# cervix not dilating



## Oldntimes (Nov 26, 2006)

I was hoping someone could tell me what should I have on hand???
Last year I has a FF go into labor and her cervix did Not dilate even well into a few hours of labor. She could not deliver the kid(s) . I was not home when she went into labor.

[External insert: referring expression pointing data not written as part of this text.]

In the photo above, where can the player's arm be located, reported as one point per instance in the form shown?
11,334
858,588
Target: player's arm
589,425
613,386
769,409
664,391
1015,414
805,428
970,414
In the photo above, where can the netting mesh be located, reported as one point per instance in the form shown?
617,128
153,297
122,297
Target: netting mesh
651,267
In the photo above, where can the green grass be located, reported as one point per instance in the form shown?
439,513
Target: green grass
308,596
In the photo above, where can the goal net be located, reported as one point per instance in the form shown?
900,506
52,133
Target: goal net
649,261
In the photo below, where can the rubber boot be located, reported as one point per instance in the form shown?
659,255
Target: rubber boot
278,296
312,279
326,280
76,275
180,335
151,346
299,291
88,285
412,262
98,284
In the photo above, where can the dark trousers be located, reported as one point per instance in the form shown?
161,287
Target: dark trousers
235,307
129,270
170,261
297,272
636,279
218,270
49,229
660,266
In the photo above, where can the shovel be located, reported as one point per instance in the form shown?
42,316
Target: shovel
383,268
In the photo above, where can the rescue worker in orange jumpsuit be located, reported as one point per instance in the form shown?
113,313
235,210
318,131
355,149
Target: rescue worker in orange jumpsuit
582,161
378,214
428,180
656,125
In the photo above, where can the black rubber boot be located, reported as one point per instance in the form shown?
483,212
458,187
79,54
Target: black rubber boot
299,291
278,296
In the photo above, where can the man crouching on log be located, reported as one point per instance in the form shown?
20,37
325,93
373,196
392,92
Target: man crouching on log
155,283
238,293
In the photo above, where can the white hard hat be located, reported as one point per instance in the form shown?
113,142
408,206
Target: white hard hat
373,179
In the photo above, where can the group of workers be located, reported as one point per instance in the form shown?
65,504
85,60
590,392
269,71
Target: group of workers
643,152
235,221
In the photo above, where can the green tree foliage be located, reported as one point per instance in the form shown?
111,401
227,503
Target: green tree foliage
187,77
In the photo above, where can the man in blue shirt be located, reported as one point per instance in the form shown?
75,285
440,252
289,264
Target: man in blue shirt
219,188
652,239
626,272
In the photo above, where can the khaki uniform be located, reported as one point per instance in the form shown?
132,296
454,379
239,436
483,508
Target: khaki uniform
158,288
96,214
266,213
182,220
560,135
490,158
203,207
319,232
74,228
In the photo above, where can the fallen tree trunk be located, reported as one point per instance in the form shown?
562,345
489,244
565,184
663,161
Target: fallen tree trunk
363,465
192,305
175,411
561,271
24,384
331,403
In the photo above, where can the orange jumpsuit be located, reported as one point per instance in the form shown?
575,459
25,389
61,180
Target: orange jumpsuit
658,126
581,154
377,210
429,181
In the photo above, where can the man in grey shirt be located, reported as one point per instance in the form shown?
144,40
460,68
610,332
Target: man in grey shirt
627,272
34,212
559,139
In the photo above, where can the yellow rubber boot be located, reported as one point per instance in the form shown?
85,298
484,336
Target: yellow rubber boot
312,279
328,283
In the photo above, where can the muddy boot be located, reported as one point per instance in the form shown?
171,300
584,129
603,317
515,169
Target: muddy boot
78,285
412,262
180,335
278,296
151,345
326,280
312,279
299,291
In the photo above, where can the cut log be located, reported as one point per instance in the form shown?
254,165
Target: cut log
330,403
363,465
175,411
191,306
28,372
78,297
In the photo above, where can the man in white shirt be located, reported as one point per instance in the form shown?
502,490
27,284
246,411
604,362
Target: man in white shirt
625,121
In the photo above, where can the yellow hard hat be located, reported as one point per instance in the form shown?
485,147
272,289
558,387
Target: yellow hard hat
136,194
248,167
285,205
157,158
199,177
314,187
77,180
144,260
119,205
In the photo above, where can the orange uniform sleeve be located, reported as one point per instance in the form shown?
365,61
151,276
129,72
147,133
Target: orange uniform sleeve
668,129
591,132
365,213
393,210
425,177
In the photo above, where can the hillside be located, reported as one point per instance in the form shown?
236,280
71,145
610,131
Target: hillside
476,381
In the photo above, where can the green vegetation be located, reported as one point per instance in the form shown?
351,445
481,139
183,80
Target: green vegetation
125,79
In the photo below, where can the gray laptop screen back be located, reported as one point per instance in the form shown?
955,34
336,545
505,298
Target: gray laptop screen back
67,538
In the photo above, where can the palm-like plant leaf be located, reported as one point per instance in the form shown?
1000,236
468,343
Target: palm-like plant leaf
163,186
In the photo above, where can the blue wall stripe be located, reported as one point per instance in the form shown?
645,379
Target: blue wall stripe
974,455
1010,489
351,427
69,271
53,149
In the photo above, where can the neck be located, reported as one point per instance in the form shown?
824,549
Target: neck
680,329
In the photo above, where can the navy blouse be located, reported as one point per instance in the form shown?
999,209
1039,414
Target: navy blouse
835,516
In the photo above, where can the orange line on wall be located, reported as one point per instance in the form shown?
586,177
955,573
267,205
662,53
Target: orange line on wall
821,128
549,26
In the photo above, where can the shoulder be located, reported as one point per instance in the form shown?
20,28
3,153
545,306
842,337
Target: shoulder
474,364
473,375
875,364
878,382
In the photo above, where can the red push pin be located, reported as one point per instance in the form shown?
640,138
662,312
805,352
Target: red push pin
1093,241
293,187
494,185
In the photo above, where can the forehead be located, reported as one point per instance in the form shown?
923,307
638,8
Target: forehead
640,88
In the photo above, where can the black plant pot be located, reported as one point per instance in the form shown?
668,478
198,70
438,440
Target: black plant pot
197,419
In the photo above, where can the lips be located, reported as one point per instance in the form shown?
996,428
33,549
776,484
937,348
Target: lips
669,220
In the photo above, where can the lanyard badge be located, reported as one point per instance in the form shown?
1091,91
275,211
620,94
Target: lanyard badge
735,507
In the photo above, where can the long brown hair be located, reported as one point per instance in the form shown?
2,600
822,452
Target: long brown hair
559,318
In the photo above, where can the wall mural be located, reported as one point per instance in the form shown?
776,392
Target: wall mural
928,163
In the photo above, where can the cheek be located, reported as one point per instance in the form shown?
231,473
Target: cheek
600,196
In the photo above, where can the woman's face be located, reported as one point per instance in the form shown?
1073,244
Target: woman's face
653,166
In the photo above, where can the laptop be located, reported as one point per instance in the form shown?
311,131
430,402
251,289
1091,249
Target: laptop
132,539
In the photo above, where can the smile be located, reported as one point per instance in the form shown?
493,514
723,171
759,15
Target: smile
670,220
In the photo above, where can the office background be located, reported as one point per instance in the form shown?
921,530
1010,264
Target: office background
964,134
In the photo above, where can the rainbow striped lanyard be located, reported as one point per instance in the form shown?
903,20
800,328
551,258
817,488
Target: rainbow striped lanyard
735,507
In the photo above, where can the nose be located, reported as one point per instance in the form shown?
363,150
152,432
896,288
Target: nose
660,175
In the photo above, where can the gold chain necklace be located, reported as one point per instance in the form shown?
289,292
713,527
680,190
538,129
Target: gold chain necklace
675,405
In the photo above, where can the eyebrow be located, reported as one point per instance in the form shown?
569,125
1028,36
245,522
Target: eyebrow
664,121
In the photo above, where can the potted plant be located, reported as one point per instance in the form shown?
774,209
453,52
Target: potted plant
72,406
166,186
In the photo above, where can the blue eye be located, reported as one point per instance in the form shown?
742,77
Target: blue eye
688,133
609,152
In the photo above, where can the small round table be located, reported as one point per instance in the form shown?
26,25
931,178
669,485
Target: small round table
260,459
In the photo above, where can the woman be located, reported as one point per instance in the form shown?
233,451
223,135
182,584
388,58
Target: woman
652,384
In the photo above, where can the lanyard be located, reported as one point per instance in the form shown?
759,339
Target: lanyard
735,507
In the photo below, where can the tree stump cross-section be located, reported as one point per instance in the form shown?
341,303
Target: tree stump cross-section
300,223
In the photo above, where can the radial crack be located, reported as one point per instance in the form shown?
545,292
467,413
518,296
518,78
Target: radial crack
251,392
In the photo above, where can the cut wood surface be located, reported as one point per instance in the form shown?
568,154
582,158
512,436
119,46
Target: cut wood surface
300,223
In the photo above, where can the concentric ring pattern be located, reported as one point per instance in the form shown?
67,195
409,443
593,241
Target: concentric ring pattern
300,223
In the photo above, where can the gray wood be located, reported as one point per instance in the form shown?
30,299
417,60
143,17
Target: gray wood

What Med should I have on hand to open up the cervix if this should happen again with another doe?
Lutalyse ??? and at what stage should it be given? . What dose?
does 1/2cc IM sound right/

Thanks,
Colleen


----------



## mmurrey (May 7, 2005)

We had a doe that did not clean out and we were giving lutalyse. We had to give her I believe it was 2cc but that was for cleaning out so I am not sure it would be the same. I am a newbie at this and I hope someone else can verify the dose.
Mellissa


----------



## moosemaniac (Mar 7, 2003)

A mentor of mine suggested to me injecting Calcium. Lots and lots of it, very slowly. I use one of those 30cc syringes and inject sub q. It takes a while to get it all in, the slower the better. The calcium helps with dilation.

Ruth


----------



## Patty0315 (Feb 1, 2004)

oxitocin to open the cervix lute to get contractions going.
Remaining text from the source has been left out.